IndexedDB Storage Not Freed After Document Deletion

mudcube commented 4 days ago

Issue

IndexedDB storage size does not decrease after document deletion. The database continues to grow even when:

Documents are deleted
Documents are updated with the same _id

Question: Is there a way to disable version history for specific documents or collections? This might be needed for large files where we don't want to retain previous versions.

Reproduction

const db = fireproof('basic-db')
// Write 100MB doc
await db.put({
  _id: 'large-doc',
  data: blob
})
// Delete it
await db.del('large-doc')
// Check IndexedDB size - remains unchanged
// Write new doc with same _id - storage grows

Expected

Storage size should decrease after deletion
Updating documents should not continuously increase storage
Option to disable version history for specific documents

Actual

Storage remains unchanged after deletion
Database size grows with each update to same _id
Original data appears retained somewhere in IndexedDB

Environment

Browser: Chrome
@fireproof/core: 0.19.111

mudcube commented 4 days ago

Here's a script to test this issue. Only tested in Chrome.

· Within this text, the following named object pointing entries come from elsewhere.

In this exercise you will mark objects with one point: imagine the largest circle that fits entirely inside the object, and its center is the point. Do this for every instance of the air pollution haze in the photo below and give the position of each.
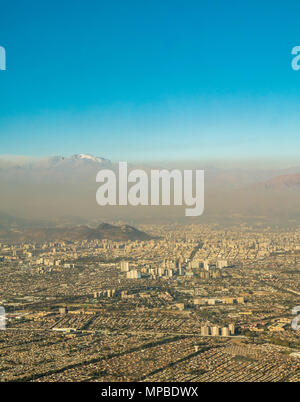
(64, 189)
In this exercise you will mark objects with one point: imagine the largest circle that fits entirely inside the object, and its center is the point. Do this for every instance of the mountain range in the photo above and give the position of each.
(61, 191)
(79, 233)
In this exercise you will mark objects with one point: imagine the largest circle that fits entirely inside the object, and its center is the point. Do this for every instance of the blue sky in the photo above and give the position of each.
(151, 80)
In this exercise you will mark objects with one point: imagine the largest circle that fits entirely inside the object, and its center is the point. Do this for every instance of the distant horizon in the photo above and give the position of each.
(151, 81)
(254, 164)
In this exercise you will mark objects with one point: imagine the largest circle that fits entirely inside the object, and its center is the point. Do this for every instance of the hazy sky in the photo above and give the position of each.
(144, 80)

import { fireproof } from '@fireproof/core'

// Global Test Configuration
const DB_NAME = 'storage-test'
const DOC_SIZE_MB = 1
const NUM_DOCS = 5
const TEST_PATTERN = 'random' // 'random', 'sequential', or 'repeating'
const TEST_TYPE = 'multiple' // 'multiple' or 'cycle'

const db = fireproof(DB_NAME)

// Helper to measure IndexedDB size
async function getIDBSize() {
    const estimate = await navigator.storage.estimate()
    return {
        usage: (estimate.usage / (1024 * 1024)).toFixed(2),
        quota: (estimate.quota / (1024 * 1024)).toFixed(2)
    }
}

// Measure data size in memory
function getSize(data) {
    const bytes = new TextEncoder().encode(JSON.stringify(data)).length
    return {
        bytes,
        mb: (bytes / (1024 * 1024)).toFixed(2)
    }
}

// Generate data patterns
function generatePattern(pattern, length) {
    switch (pattern) {
        case 'random':
            const chunk = 65536
            let data = ''
            for (let i = 0; i < length; i += chunk) {
                const size = Math.min(chunk, length - i)
                const array = new Uint8Array(size)
                crypto.getRandomValues(array)
                data += String.fromCharCode.apply(null, array)
            }
            return btoa(data)

        case 'sequential':
            return btoa(Array.from(
                { length },
                (_, i) => String.fromCharCode(i % 256)
            ).join(''))

        case 'repeating':
            const template = 'x'.repeat(1024)
            let result = ''
            while (result.length < length) {
                result += template
            }
            return btoa(result.slice(0, length))

        default:
            throw new Error('Invalid pattern type')
    }
}

// Generate test document
function generateDocument() {
    const targetBytes = DOC_SIZE_MB * 1024 * 1024
    const rawBytes = Math.ceil(targetBytes * 0.75)

    const doc = {
        _id: 'large-file',
        message: 'Test Document',
        timestamp: new Date().toISOString(),
        pattern: TEST_PATTERN,
        largeData: generatePattern(TEST_PATTERN, rawBytes)
    }

    return { doc, size: getSize(doc) }
}

// Log progress with storage info
async function logProgress(phase, index) {
    const { usage, quota } = await getIDBSize()
    console.log(
        `[${phase}] ${index}/${NUM_DOCS}`,
        `Storage: ${usage}MB / ${quota}MB`,
        `(${((usage / quota) * 100).toFixed(1)}%)`
    )
}

// Test multiple writes
async function testMultipleWrites() {
    console.log('🚀 Starting Multiple Writes Test\n', {
        DB_NAME,
        DOC_SIZE_MB,
        NUM_DOCS,
        TEST_PATTERN,
        TEST_TYPE
    })

    for (let i = 0; i < NUM_DOCS; i++) {
        const { doc, size } = generateDocument()
        await db.put(doc)
        await logProgress('Write', i + 1)
    }
}

// Test write/delete cycle
async function testWriteDeleteCycle() {
    console.log('🔄 Starting Write/Delete Cycle Test\n', {
        DB_NAME,
        DOC_SIZE_MB,
        NUM_DOCS,
        TEST_PATTERN,
        TEST_TYPE
    })

    for (let i = 0; i < NUM_DOCS; i++) {
        const { doc } = generateDocument()
        await db.put(doc)
        await logProgress('Write', i + 1)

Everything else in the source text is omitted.